Take, for example, the diversity of exosome proteins. Were exosomes merely a byproduct of the process of milk manufacture, they might have the same complement of proteins occurring in roughly the same proportions as can be found in milk fat globule membranes. That would seem likely if they were merely smaller or misformed milk fat globules. And at first blush it seems to be the case: the four most abundant exosome proteins also occur in globules. But they are relatively much less common in exosomes, composing just 0.4-1.2% of the exosome proteome, compared to 15-28% of that of milk fat globule membranes. So exosomes appear to be a second pathway of cell membrane secretion into milk.
In all, Reinhardt and his team identified 2,107 different proteins during their analysis of exosomes. Among them are molecules involved in cell-to-cell communication in the immune system and molecules that aid in transporting white blood cells into the blood stream. Other proteins within the exosomes are involved in a different kind of intracellular communication, which again suggests active biological roles for exosomes.
What are the exact functions of exosomes? This is the next step for this area of research. One idea is exosomes act as an anti-infective booster in milk, possibly reducing the incidence of mastitis as well as benefiting the calf.
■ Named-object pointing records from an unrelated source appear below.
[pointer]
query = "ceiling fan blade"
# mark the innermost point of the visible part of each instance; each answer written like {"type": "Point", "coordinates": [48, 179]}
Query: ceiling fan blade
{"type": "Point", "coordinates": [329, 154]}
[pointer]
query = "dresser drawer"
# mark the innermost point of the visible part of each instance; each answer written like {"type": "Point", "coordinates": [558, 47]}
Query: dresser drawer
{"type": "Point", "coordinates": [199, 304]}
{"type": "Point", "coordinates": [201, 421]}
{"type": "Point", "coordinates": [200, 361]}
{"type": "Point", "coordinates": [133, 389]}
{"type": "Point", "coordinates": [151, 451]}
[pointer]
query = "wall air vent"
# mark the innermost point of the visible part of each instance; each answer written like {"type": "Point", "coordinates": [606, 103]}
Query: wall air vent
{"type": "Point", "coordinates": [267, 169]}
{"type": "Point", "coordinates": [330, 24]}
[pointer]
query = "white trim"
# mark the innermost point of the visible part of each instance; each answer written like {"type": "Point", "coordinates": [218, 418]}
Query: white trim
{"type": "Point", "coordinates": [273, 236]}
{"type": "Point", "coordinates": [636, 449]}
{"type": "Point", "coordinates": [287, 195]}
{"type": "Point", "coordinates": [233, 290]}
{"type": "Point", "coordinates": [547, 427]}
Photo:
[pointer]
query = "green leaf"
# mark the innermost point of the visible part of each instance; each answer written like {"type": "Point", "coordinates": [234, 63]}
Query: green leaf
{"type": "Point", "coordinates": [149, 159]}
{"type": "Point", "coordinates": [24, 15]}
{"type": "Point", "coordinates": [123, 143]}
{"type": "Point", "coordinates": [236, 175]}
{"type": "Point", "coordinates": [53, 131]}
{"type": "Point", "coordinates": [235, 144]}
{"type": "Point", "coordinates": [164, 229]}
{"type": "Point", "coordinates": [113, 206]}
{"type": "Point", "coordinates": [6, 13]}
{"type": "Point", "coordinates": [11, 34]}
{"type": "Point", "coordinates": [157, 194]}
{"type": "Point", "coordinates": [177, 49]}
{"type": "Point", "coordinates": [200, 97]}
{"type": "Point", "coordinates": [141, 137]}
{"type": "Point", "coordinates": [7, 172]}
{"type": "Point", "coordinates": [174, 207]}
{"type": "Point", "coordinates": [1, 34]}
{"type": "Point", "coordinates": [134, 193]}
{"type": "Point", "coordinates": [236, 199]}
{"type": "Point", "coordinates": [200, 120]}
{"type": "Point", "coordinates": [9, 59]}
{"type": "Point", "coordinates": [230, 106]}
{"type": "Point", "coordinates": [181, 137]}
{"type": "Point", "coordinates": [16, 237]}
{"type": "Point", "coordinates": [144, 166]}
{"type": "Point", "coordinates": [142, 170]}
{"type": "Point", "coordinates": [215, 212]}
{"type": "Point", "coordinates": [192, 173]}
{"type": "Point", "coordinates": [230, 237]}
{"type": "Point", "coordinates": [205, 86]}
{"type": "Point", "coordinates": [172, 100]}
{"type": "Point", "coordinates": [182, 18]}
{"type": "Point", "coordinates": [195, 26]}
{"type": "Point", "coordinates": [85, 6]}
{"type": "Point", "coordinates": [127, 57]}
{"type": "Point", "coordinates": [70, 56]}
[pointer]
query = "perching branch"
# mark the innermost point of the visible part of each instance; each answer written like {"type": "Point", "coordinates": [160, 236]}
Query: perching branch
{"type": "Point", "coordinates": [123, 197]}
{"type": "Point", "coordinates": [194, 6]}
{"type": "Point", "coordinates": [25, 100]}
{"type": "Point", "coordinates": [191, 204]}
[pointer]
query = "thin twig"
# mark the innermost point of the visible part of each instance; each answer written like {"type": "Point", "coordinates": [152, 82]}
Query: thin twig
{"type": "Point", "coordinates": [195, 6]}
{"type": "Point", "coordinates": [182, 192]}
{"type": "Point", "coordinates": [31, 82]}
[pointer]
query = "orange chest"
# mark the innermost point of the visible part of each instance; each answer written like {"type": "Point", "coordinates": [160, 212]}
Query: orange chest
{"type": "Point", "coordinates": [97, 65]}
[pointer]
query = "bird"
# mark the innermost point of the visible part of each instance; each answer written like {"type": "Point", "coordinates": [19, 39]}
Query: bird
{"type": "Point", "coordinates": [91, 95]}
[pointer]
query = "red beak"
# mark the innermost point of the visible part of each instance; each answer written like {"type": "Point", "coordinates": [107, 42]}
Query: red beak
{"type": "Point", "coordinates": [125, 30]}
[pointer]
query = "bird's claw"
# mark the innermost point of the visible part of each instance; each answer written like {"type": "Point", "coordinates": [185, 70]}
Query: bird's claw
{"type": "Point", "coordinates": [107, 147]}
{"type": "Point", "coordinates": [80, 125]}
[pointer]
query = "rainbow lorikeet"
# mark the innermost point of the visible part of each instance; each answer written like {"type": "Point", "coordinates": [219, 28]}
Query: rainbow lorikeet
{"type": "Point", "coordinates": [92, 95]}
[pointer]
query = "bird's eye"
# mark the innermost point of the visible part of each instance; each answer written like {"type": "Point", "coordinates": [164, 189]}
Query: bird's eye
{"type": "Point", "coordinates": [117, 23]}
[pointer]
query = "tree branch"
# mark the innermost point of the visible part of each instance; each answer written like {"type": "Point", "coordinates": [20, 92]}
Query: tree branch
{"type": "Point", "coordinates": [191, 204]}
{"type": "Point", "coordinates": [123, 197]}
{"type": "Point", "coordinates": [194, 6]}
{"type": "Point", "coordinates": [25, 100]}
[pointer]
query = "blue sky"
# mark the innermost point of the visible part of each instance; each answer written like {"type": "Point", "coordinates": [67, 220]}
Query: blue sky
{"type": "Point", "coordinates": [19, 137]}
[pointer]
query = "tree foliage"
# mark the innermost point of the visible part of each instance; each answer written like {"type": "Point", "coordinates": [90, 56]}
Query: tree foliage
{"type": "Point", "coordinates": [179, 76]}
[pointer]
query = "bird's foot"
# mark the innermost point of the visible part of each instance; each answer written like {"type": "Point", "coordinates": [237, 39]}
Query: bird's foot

This theory is backed up by other analyses. In human milk as well as cow’s milk, exosomes have been shown to harbour miRNAs that can both transfer to immune cells and package and present antigens to immune cells–hints that they might modulate immune cell function.
Potentially, then, exosomes could be purified and used as drugs. So far, two Phase 1 clinical trials using human exosomes (from dendritic cells) to treat cancer have reported encouraging results. The idea is that protein complexes in exosomes called MHC class I complexes might prime T-cells to kill tumours. And now, following Reinhardt et al.’s paper, maybe a few more labs will be spurred on to look for potential therapies for cancer in humble Holstein milk. Species differences may play a complicating factor, but after all, it does contain MHC class I complexes.